Oltre la metà dei consumi energetici finali è legato al riscaldamento e al condizionamento, e la stragrande maggioranza di questa energia è consumata nelle città. Se poi si aggiunge che la produzione di tale energia dipende per oltre il 70% dall’utilizzo di fonti fossili, il quadro è completo. È partendo da queste considerazioni che Lorenzo Spadoni, presidente AIRU (Associazione Italiana Riscaldamento Urbano), intervenendo alle audizioni periodiche di ARERA (Autorità di Regolazione per Energia Reti e Ambiente) sul Quadro Strategico 2019-2021, ha sottolineato il ruolo centrale che il teleriscaldamento può giocare per lo sviluppo dell’economia circolare e nella transizione energetica delle città.  

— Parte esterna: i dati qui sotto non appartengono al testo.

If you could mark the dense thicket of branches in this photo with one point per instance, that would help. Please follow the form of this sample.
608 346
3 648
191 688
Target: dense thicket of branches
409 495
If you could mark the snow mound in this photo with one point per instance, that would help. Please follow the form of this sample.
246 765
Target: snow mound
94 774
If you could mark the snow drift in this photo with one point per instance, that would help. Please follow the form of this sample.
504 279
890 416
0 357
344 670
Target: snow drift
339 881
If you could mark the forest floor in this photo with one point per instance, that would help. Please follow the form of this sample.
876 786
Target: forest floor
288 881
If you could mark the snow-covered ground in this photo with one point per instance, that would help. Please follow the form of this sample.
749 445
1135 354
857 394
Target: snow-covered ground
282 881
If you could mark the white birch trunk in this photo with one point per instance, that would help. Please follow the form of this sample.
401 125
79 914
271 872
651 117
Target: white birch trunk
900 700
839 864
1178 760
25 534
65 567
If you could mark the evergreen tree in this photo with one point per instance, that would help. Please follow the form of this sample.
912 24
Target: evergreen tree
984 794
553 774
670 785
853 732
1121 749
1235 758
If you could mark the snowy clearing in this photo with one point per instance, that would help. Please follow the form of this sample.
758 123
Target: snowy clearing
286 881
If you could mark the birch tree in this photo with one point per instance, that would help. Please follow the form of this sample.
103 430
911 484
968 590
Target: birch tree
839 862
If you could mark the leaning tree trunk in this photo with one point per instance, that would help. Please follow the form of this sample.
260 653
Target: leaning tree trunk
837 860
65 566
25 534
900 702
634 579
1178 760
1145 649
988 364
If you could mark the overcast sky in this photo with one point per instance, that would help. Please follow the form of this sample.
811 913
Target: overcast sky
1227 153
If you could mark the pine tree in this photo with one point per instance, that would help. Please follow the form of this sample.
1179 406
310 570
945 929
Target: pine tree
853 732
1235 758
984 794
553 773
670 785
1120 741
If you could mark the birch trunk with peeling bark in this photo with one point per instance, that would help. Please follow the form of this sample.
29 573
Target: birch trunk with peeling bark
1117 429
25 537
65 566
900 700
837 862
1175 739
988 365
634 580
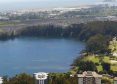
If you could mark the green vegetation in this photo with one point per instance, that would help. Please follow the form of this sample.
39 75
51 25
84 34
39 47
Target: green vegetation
101 64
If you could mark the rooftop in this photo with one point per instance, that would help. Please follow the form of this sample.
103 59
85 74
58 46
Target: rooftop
89 74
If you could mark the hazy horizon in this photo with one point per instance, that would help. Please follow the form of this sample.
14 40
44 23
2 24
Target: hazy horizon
26 4
6 5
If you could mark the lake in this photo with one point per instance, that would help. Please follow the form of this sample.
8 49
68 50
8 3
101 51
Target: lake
32 55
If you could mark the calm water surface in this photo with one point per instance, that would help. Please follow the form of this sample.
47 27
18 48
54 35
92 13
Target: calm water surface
37 54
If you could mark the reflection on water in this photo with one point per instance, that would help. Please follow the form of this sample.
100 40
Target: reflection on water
37 54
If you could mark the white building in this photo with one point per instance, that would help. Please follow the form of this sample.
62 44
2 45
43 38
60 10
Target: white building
1 80
41 77
115 80
89 77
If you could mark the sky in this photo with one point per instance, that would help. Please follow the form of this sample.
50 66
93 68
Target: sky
28 4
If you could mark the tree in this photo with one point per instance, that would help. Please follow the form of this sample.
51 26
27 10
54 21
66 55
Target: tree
97 44
106 66
113 45
87 66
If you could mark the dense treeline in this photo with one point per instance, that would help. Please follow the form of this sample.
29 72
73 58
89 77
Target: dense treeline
96 34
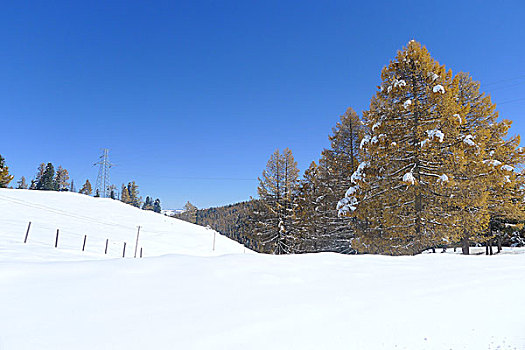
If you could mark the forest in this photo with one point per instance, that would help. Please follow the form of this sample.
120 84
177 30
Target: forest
428 165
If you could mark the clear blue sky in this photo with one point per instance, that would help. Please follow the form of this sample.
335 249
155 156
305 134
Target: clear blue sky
192 97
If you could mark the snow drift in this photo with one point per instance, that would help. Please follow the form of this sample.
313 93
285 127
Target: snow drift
191 299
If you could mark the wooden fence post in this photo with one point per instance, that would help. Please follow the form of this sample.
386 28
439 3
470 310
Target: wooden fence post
137 242
27 232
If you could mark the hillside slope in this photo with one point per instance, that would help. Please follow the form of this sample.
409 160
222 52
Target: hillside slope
191 299
76 215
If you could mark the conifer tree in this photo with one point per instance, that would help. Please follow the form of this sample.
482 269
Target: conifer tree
124 195
5 178
38 176
46 181
278 192
334 233
148 204
112 192
403 182
134 198
61 179
22 184
86 188
190 213
308 217
156 206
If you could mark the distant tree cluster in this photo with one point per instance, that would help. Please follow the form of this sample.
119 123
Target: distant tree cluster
5 177
428 165
233 221
130 195
49 179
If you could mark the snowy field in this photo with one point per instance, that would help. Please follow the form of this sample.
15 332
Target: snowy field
197 298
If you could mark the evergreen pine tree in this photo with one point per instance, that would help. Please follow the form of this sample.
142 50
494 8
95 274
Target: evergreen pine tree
5 178
46 181
156 206
148 204
278 192
61 179
22 184
124 195
38 177
86 188
190 213
134 198
412 143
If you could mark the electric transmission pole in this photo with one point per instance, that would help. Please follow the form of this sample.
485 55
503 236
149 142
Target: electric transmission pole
103 173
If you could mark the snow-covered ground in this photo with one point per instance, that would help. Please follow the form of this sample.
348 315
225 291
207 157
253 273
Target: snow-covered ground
76 215
195 298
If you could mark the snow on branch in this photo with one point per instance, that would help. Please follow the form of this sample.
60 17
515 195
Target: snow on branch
364 141
439 88
468 140
436 133
442 179
358 174
492 162
409 178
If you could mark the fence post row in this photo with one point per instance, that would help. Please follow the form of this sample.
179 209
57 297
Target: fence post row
27 232
137 242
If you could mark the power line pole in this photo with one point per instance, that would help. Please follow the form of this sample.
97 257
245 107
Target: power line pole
103 173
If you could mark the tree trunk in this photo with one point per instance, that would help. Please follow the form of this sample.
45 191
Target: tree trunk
465 245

Riguardo l’evoluzione dell’economia circolare «il teleriscaldamento può fornire un valido contributo, valorizzando tutte le risorse di calore disponibili sul territorio altrimenti disperse o non sfruttate – ha spiegato Spadoni -. Infatti, il teleriscaldamento è l’unica tecnologia in grado di recuperare, su territori relativamente estesi, significativi quantitativi di calore di scarto non altrimenti utilizzabili, proveniente dai siti produttivi, derivante da fonti rinnovabili o prodotto in assetto cogenerativo». Per lo stesso motivo, questa tecnologia rappresenta una soluzione decisiva nell’ambito della transizione energetica in atto su scala globale. A tale proposito il presidente di AIRU ha evidenziato le opportunità che la stessa infrastruttura offre. «La rete è un tramite che mette in comunicazione la domanda di calore da parte dell’utente finale e una fonte dove si genera o si recupera calore – ha spiegato -. È qui che si apprezza al massimo la flessibilità del teleriscaldamento, che è basato su una visione semplice: connettere le risorse e i bisogni locali. Teleriscaldamento significa connettere le persone, connettere le comunità, connettere gli edifici, connettere le tecnologie».

«Il teleriscaldamento – ha concluso – potrà giocare un ruolo importante nelle sfide energetiche del futuro: non a caso il decreto legislativo 102/14 si pone come obiettivo la sua promozione e diffusione. Attenzione però alla peculiarità del settore, per non creare rigidità anziché stimoli allo sviluppo».